De los años sesenta data su formación como restaurador en el Instituto Central de Restauración de Obras de Arte, entonces recién abierto y alojado en el Museo de América de Madrid, donde se especializó en pintura de caballete y obtuvo el título en 1971. Allí fue compañero de promoción de Antonio Sánchez Barriga, a quien doblaba la edad. Su estudio estuvo primero en la avenida del Manzanares y después en la calle del Doctor Esquerdo, donde llevó a cabo trabajos, de gran dificultad técnica en muchos casos, que le granjearon notable prestigio en los círculos del colec­cionismo artístico. De esos trabajos –desde antiguas tablas flamencas a lienzos decimonónicos– se conserva una abundante y cuidadosa documentación, con informes y fotografías de cada proceso.

Atardecer, acuarela de Lucio Sobrino.

Sus inicios como restaurador coincidieron con la época de mayor proyección pública de su pintura: obtuvo nume­rosos premios nacionales y expuso sus obras en galerías de diversas ciudades españolas y portuguesas. Las últimas muestras que celebró pudieron verse en Madrid, en la Casa Vasca y en la sede de la Agrupación de Acuarelistas, esta última dedicada en exclusiva al retrato en acuarela. Su dominio en este difícil arte, donde no caben dudas ni correcciones, queda plasmado en el retrato que hizo de su madre en 1977, una obra que denota la maestría y la sensibilidad del pintor.

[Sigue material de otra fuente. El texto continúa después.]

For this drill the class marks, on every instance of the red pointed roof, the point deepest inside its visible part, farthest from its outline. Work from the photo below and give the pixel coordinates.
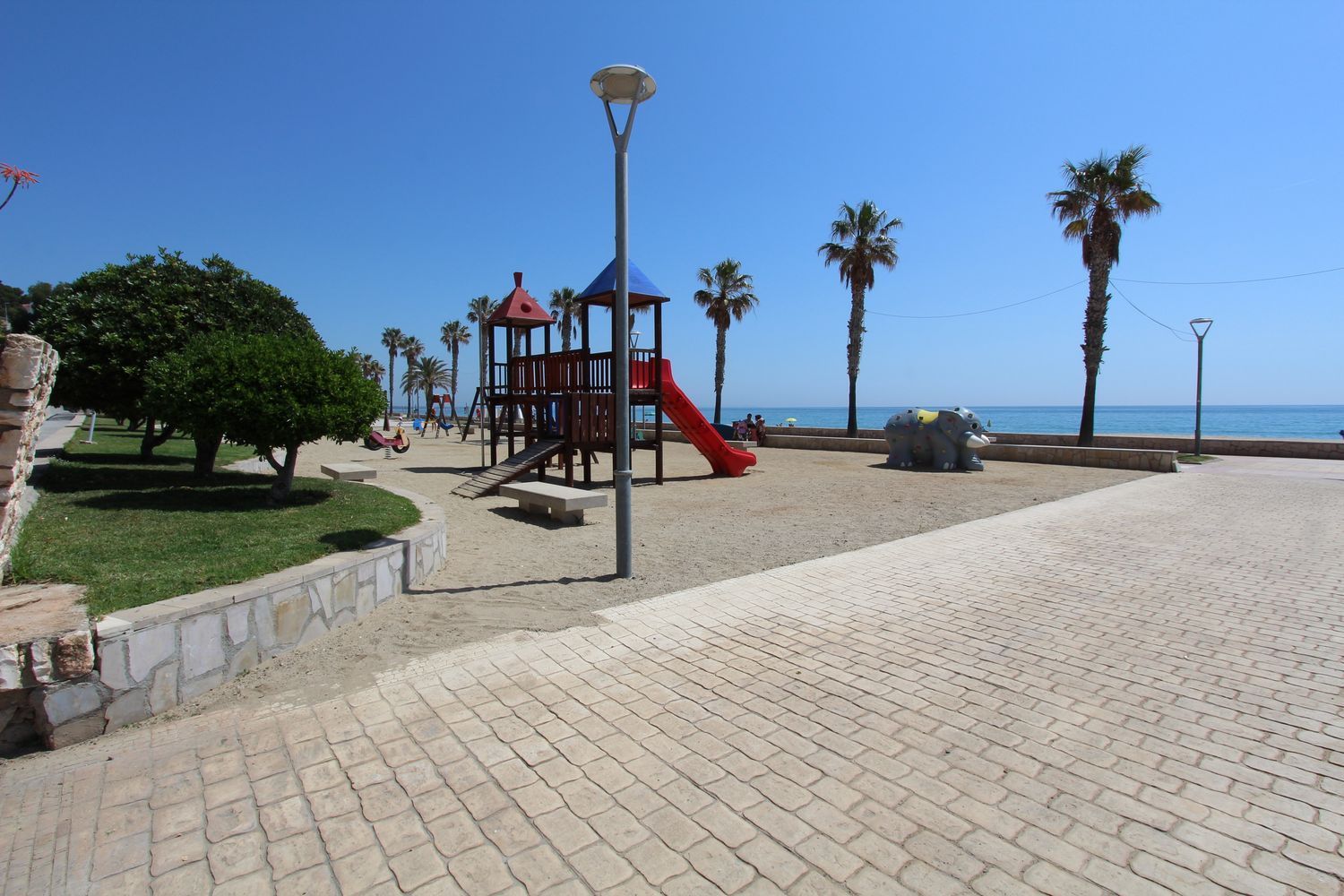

También fue prolífica su faceta como retratista al óleo, en la que recibió importantes encargos de particulares y de instituciones como el Colegio de Médicos y el de Notarios de Madrid. Otros trabajos de ese tipo fueron, en 1976, las representaciones de personajes históricos destinadas al Ateneo de San Juan de Puerto Rico, encargo del Ministerio de Asuntos Exteriores por el centenario de esa institución. Fue autor de otros lienzos de figuras históricas, encargados en ocasiones por sus descendientes, entre los que se cuentan los de Miguel de Unamuno o el almirante Churruca.

Retrato de Fabriciana Barrero Vega, madre de Lucio Sobrino, por Lucio Sobrino, 1977, acuarela, 90 x 68 cm.

Casi hasta el final de su vida Lucio mantuvo, sobre todo con la acuarela, el ejercicio de la pintura con modelo del natural y el paisaje al aire libre. Decía, bromeando con su salud y longevidad, que su medicina era la pintura. Y también una fuente inagotable de querencia por la vida y de entusiasmo por el valor incuestionable del arte, cosas que transmi­tió de diversas formas a sus hijos.

Los últimos meses de su vida, cuando ya hacía tres años del fallecimiento de su mujer, Lucio residió en un pueblo de la sierra madrileña, donde, con las fuerzas ya muy mermadas, aún llevó a cabo algún apunte y hasta un pequeño retrato a lápiz, consciente de que esos gestos eran los últimos. A veces salía también allí a dibujar los troncos nudosos de los fresnos. En las formas tortuosas de esos árboles él veía figuras, animales, escenas… con el verismo que da una imaginación largamente adiestrada, pero aposentada en una mente a la que le empezaba a costar discernir las cosas. Durante alguna tarde en que parecía estar ausente, recobraba sin embargo la viveza de espíritu viendo fotografías de sus cuadros, y empezaba entonces a recordar lugares y circunstancias con una precisión que dejaba a todos sorpren­didos.

Castilla ancestral, por Lucio Sobrino, óleo sobre lienzo, 90,5 x 110 cm.

No por casualidad, las cenizas de Lucio reposan al pie de un pequeño olmo en el Camino del Asombro, junto al Parral y frente a San Esteban, la Catedral y el Alcázar, ante esa Segovia que de chaval lo vio casi morir. Y, después, revivir para el arte.

Extracto del texto del catálogo de Miguel y Santiago Sobrino.

Sin título (pueblo blanco con perro), por Lucio Sobrino, óleo sobre lienzo, 77,5 x 98 cm.